Pypitoken - A library for generating and manipulating PyPI tokens

So PyPI already supports validating these tokens, and just not generating the more complex varieties?

Yes, but not exactly. PyPI supports generating:

  • tokens without restrictions,
  • tokens with restricted to a single project for which the use has rights

And checking:

  • tokens without a restriction (of course)
  • tokens restricted to an arbitrary number of arbitrary projects (it just checks that the current upload is included in those projects)

A user doing a bit of reverse engineering, reading Warehouse code, OR using pypitoken can generate tokens in the slight gap between what Warehouse can generate and what Warehouse can verify, but this gap is really small.

For now pypitoken doesn’t add advanced restrictions yet. I’ve paved the way for those to be included but that’s all. As of today, switching Warehouse token generation to pypitoken would not add nor remove features. The fact that the lib exists as a local tool for users adds a few features to Warehouse (e.g. this) (they were already possible before but undocumented)

Your question did highlight some lack of clarity in the doc, so I’ve taken the opportunity to update this section.

Though I’d assume that integrating into Warehouse is more about UI? Presumably they can already add more caveats to when generating tokens easily enough.

The important parts of integration into Warehouse are:

  • token generation: this part has the UI all done already
  • token verification: this is the part where each type of restriction must be included. More precisely: if we use pypitoken, Warehouse won’t need to know how tokens are verified, but it will need to provide the appropriate context needed for the verification, and the more restrictions we’ll implement, the more context Warehouse will need to provide.

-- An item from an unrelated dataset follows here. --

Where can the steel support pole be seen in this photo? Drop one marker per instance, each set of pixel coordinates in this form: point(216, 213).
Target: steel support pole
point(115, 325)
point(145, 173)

And then there’s the step of adding restrictions. This one, as you noted, needs adding more UI. As of today, it’s expected that if we add new restrictions in PyPI, we need to add some UI to generate those restrictions, but with pypitoken, it’s not true anymore. You can generate a “full” token, and then apply restriction locally in a python shell or script. Of course, it’s possible to implement applying those restrictions in Warehouse directly through UI, but what used to be a requirement is now just a possibility.

I hope I’ve answered your questions, and thank you a lot for your kind message :heart:!